La célèbre prison d'Alcatraz, aux États-Unis, attire environ 1,4 million de visiteurs chaque année. Et, fait intéressant, étant donné la perception répandue des risques pour la santé, le site de la catastrophe nucléaire de Tchernobyl, en Ukraine, devient aussi une destination populaire pour les curieux.

Des touristes au musée de la ville de Slavutich, près de la centrale nucléaire de Tchernobyl en 2016. EPA/Roman Pilipey

En raison de l'énorme succès de l'actuelle série dramatique Chernobyl, produite par HBO sur la catastrophe, on peut parier qu'il y aura une augmentation du nombre de visiteurs sur le site de l'ancienne centrale nucléaire. En 2017, on estime que 50 000 personnes ont visité la région.

La même tendance s'observe sur le site de la catastrophe nucléaire de Fukushima, en 2011, au Japon, qui a reçu environ 17 000 visiteurs en 2018 .

Fascination morbide ?

Les raisons que les gens invoquent pour visiter ces sites touristiques marqués par la mort et la dévastation sont nombreuses et variées.
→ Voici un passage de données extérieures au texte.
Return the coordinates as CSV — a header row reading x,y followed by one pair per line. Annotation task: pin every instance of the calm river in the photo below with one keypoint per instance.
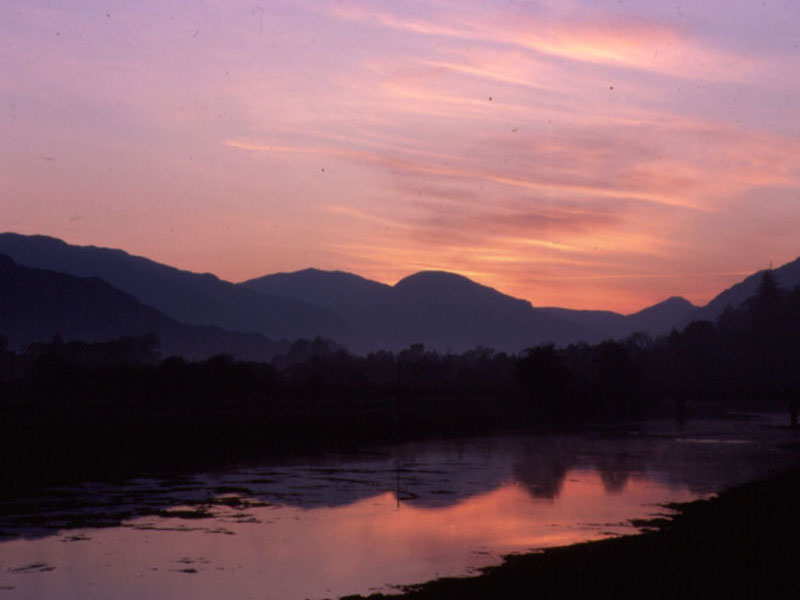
x,y
366,522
Il peut s'agir de vouloir comprendre l'histoire de sa propre famille et de rendre hommage à ses proches. Il y a aussi un désir d'empathie ou d'identification avec les victimes d'atrocités, ou le désir de voir un site significatif à des fins d'éducation et de compréhension. Bien sûr, parfois, il y a un élément de voyeurisme.
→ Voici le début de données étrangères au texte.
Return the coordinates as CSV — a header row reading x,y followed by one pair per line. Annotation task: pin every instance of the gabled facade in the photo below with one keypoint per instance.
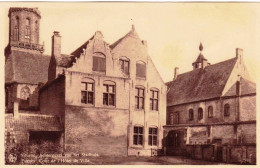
x,y
110,98
213,106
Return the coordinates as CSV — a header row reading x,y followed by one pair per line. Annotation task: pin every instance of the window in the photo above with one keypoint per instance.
x,y
25,93
109,94
139,98
200,113
99,62
226,110
87,92
154,94
27,30
191,114
171,118
152,137
124,65
140,69
138,135
210,112
16,29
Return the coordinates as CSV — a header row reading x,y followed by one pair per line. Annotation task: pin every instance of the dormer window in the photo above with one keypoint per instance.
x,y
124,65
27,31
99,62
141,69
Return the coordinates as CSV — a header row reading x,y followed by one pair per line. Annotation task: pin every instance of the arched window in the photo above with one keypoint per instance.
x,y
226,110
87,91
36,32
152,136
25,93
124,65
210,112
109,93
191,114
154,99
139,97
16,29
99,62
200,113
171,118
140,69
27,30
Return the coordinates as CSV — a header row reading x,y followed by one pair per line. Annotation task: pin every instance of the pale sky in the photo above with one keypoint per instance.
x,y
173,31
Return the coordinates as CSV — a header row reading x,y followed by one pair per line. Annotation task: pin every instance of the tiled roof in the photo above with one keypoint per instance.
x,y
200,84
25,67
247,87
32,122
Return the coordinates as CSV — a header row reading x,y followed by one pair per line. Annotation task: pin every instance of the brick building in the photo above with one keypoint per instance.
x,y
101,98
211,111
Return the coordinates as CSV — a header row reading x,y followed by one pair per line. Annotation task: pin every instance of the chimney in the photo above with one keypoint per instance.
x,y
176,72
56,44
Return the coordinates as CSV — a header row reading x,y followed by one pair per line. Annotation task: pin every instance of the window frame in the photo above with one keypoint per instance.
x,y
139,97
200,113
124,60
106,91
154,99
226,110
137,73
191,111
210,112
87,92
99,56
154,136
140,136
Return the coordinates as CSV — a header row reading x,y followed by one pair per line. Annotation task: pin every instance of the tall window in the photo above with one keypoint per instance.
x,y
154,94
200,113
191,114
171,118
210,112
226,110
138,136
140,69
27,30
16,29
139,98
87,92
109,94
152,137
99,62
25,93
124,64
Malheureusement, tout le monde n'aborde pas ces sites avec le respect qu'ils méritent. Nous vivons à l'ère de l'égoïsme et de l'égoportrait. Bien qu'ils soient inappropriés, de nombreux touristes font la queue pour se prendre en photo au mémorial du 11 septembre. Cela a conduit à des appels en faveur de l'interdiction des « bâtons de selfie » dans Ground Zero. De même, les visiteurs d'Auschwitz ont été invités à arrêter de se prendre en photos lorsqu'ils déambulent sur les fameuses voies ferrées.
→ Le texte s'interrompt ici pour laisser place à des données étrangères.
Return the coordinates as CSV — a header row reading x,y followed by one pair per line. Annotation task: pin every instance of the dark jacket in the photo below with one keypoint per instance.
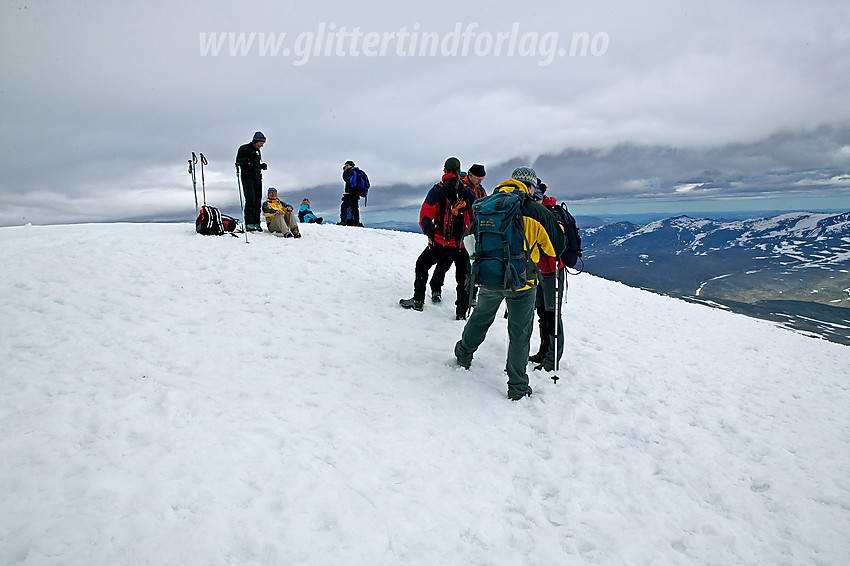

Quelles que soient les raisons pour lesquelles ils visitent les sites associés à la souffrance, à la mort et au deuil, beaucoup de gens trouvent leurs visites cathartiques et enrichissantes. Il ne fait aucun doute que parmi les nombreuses personnes qui se rendent ces jours-ci à Portsmouth ou sur les champs de bataille de Normandie pour le 75e anniversaire du jour J, il y en a beaucoup pour qui c'est la première occasion de rendre hommage à un parent ou à un grand-parent qui a sacrifié sa vie pour le bien commun.

Alors, pour tous ceux qui pourraient être attirés vers ces lieux par curiosité, ou simplement parce que c'est une destination inscrite dans votre bucket list, rappelez-vous que pour beaucoup de gens, vous marchez sur une terre sacrée. Allez-y donc doucement, et discrètement.